All figured out
10:16 AM |
The day of the 9/11 attacks, the incubus of dramatically predisposed teenagers in one building meant reactions were running high. I remember some scoffing,"They deserve it," some wondering if their Dad was there because he was away on business that week but they'd forgotten exactly where, and of course most of us were shocked, absorbing it and thinking out loud about what it all meant as we watched the same images on repeat on TV screens.
I wore my army-green "Make love not war" T-Shirt the next day. Everyone's favourite teacher, the one who told us how it "really" was out there, put his fist slowly in the air and said, "right on sister." Fiancé and I were BF and GF then and there had not yet been much talk about growing up, careers or direction. I was free to lament the soldiers who packed up and deployed. I was 15, a naïve sponge who absorbed the arguments of those around me. That included anti-war, down-with-terror, bomb China, and any of the others that followed in the days after.
It was easy to feel bad for military families then. A part of me even thought military wives had been conned into something, that they only followed their husbands around because they didn't have aspirations of their own. I thought soldiers who truly thought the war was unjust would do what my 15-year-old righteous, wannabe activist would do-stay home and refuse deployment in protest, of course. Three summers later, the BF enrolled in the military and spent a summer in basic training.
He has since left the military and is now training for the federal police force. In November, I will be a federal police wife and we will move around the country. I will tailor the household to his weird shift work schedule and be the housewife I once judged as a 15-year-old know-it-all. I was struck today by the turnaround in my ideas. As a disclaimer, fiancé and I have already decided that while he was being a cop, I'd gladly hold down the fort, and then once kids were independent, I'd go to law school and he'd bask in his early retirement. Or something like that, since I know a few wrenches are bound to be thrown in that plan.

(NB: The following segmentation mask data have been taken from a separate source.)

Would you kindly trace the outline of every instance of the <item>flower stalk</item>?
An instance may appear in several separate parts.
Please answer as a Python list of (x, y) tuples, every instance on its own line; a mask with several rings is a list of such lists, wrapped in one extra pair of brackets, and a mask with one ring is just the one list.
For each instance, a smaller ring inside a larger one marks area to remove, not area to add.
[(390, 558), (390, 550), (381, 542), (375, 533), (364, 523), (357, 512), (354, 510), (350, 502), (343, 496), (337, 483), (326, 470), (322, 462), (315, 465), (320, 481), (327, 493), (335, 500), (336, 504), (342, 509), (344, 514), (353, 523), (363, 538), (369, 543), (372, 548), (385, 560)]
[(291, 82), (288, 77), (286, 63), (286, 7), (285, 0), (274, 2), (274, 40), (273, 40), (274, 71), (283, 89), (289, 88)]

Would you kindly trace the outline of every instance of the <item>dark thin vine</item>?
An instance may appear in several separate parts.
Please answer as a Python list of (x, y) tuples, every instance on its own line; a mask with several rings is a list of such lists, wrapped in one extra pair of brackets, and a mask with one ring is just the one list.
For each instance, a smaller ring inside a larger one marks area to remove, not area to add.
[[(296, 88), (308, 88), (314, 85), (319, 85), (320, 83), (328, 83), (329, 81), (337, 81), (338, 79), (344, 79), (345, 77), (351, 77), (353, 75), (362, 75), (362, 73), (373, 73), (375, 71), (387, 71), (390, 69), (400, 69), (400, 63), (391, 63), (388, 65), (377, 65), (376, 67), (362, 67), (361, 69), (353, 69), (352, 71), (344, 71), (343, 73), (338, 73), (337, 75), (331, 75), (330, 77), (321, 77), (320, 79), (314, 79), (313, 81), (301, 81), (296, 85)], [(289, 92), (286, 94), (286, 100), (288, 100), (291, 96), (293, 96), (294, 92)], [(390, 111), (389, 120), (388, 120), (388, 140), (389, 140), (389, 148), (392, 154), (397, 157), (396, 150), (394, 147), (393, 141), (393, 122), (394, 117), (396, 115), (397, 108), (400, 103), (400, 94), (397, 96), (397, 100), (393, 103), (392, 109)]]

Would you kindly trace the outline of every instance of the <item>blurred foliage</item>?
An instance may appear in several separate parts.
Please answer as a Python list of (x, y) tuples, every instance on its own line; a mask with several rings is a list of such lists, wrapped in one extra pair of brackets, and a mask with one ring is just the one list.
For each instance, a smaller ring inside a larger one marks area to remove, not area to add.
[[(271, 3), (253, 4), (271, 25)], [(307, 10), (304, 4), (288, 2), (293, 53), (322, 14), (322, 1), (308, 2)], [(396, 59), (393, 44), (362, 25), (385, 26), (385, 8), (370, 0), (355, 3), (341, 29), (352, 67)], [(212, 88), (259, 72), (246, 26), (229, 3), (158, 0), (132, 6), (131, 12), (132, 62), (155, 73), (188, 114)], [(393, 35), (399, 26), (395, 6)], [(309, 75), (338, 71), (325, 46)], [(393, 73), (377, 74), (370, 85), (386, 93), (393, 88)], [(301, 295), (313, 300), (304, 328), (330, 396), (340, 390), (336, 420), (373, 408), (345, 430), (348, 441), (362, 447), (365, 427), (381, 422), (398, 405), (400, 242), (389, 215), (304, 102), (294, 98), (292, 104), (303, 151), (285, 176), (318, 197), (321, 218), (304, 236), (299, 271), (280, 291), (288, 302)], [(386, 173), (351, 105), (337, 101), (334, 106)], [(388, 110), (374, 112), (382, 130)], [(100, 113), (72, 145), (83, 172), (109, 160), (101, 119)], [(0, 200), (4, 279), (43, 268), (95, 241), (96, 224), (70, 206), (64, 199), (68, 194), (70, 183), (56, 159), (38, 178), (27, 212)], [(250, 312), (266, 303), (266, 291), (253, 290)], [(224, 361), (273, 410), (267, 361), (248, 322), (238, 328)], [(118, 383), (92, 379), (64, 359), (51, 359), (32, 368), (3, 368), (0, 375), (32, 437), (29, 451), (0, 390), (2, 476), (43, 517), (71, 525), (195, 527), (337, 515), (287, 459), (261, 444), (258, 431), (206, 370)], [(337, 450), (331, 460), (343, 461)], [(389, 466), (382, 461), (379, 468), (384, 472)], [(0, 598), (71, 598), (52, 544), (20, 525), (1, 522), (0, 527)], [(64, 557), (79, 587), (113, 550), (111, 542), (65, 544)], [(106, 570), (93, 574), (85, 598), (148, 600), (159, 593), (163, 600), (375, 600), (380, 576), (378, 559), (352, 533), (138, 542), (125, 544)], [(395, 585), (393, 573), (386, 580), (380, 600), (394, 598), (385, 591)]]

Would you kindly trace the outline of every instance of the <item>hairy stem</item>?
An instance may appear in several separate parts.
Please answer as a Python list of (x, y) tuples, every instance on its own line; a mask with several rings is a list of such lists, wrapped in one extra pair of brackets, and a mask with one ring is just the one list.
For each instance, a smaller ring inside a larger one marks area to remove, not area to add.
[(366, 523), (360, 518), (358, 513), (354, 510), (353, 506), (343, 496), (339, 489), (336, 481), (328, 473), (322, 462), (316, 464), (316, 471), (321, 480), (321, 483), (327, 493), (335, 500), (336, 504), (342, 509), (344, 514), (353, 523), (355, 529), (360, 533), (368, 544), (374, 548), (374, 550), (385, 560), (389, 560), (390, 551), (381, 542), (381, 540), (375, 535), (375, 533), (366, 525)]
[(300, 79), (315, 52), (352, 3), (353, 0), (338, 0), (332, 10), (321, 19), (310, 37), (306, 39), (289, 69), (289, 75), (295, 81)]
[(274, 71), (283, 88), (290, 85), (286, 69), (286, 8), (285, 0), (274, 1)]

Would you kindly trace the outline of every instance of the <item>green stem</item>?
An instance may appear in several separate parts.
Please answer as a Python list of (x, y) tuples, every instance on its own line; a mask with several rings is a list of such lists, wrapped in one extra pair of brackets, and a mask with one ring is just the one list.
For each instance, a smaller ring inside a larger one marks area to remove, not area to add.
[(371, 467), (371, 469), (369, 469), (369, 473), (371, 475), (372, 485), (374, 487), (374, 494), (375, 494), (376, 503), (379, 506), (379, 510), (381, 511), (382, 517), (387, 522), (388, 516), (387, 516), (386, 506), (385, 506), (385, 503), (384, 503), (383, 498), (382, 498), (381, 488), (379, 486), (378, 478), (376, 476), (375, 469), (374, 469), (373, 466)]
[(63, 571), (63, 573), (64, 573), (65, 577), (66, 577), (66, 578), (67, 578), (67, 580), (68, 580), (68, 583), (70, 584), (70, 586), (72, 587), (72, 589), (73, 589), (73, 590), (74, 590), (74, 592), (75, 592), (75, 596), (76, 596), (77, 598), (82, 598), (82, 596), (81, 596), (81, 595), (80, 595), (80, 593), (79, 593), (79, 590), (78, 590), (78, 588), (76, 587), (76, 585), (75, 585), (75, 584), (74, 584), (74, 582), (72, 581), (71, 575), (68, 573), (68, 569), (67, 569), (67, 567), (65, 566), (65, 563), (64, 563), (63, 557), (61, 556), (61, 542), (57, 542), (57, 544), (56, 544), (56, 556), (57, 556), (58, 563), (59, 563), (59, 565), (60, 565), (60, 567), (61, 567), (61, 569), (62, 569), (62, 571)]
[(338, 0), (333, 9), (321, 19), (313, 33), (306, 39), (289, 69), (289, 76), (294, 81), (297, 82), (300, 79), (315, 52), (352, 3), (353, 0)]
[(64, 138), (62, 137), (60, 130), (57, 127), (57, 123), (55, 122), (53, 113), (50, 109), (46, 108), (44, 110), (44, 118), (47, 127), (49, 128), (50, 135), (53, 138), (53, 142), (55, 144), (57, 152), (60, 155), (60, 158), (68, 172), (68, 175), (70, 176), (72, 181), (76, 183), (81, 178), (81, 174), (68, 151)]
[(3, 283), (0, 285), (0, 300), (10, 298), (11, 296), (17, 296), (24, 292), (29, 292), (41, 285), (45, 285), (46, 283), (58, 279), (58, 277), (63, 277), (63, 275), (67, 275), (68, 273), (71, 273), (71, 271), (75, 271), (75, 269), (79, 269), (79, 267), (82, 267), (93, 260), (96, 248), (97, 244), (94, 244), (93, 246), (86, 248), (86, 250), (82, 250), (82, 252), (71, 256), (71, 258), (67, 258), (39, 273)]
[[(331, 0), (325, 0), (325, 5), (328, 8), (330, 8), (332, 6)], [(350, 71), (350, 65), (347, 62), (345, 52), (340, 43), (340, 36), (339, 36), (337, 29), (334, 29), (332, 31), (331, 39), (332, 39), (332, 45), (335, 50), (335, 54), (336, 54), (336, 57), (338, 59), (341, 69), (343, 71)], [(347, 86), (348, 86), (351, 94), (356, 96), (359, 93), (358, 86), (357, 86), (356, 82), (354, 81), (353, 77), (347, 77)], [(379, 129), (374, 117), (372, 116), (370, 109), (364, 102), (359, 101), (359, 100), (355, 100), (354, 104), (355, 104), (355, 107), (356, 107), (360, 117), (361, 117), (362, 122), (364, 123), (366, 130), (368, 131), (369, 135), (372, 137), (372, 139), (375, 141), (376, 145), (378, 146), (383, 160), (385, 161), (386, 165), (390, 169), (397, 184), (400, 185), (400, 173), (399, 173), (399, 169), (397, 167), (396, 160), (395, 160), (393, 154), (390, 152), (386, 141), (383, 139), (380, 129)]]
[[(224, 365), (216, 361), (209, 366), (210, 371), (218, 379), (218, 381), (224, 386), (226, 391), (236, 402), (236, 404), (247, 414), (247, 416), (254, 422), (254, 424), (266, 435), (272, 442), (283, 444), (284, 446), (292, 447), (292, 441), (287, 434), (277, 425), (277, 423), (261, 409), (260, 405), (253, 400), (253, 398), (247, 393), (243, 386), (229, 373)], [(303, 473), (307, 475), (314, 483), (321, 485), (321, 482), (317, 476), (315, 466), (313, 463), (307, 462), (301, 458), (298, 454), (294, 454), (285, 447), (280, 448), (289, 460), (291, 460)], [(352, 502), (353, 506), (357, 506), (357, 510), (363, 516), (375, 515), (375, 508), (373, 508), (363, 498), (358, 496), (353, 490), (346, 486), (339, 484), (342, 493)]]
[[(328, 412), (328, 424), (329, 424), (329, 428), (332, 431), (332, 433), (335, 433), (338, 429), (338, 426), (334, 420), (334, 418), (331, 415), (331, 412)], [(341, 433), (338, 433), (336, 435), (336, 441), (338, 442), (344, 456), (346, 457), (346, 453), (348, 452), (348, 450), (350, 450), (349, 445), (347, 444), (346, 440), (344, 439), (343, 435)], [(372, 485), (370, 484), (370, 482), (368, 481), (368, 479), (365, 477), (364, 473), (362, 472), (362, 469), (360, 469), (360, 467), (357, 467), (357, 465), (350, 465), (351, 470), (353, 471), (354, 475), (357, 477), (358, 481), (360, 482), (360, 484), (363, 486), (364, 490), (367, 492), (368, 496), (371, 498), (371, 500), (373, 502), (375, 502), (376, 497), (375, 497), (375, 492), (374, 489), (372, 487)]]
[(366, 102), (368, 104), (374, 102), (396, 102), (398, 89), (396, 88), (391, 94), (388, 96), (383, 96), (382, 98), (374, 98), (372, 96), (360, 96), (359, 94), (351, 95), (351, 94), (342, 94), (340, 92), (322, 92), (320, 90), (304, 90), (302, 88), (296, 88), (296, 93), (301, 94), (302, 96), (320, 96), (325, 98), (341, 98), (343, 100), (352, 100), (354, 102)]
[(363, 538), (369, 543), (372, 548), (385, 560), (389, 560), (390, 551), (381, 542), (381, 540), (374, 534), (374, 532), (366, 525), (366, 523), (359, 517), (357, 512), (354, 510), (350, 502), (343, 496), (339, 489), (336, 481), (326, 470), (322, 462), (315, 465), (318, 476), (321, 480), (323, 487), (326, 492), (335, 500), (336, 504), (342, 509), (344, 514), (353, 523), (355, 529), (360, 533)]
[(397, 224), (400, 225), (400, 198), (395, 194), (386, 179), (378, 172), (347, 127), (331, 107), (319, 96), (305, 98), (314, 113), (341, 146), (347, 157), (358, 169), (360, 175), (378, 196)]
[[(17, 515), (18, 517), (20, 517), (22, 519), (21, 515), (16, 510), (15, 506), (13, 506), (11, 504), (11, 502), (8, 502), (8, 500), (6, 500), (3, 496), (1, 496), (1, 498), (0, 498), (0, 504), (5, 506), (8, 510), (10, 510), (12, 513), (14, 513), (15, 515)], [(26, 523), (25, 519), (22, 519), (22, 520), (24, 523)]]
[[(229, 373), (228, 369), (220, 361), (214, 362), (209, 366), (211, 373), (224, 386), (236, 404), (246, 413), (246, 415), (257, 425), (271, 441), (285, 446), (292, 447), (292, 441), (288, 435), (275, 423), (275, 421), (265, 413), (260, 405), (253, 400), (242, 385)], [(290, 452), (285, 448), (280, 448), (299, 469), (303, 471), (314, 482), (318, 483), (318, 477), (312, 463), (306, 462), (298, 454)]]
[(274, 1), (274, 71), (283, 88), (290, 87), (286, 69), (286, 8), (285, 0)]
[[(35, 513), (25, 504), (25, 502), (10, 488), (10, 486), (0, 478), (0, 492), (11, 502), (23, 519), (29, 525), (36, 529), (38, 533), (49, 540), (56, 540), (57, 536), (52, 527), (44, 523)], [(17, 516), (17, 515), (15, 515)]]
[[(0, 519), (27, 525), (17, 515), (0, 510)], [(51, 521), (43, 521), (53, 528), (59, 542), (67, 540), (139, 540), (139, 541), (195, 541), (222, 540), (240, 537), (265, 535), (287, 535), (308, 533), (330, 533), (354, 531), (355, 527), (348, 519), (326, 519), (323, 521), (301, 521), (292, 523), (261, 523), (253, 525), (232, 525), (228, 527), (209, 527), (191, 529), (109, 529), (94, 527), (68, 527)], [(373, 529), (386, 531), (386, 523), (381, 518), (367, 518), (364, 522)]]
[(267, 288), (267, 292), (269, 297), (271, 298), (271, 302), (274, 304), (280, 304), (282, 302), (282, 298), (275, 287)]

I imagine no one stays the same as the 15-year-old versions of themselves. It makes me wonder, though, because I thought I knew it all back then. I had it all figured out, n'est pas? And now, I giggle at how opinionated I was for someone who'd hardly read the newspaper. I also furrow my brow wondering if 30 won't mean looking back and giggling at my twentysomething self, who also thought she knew it all, had it all figured out.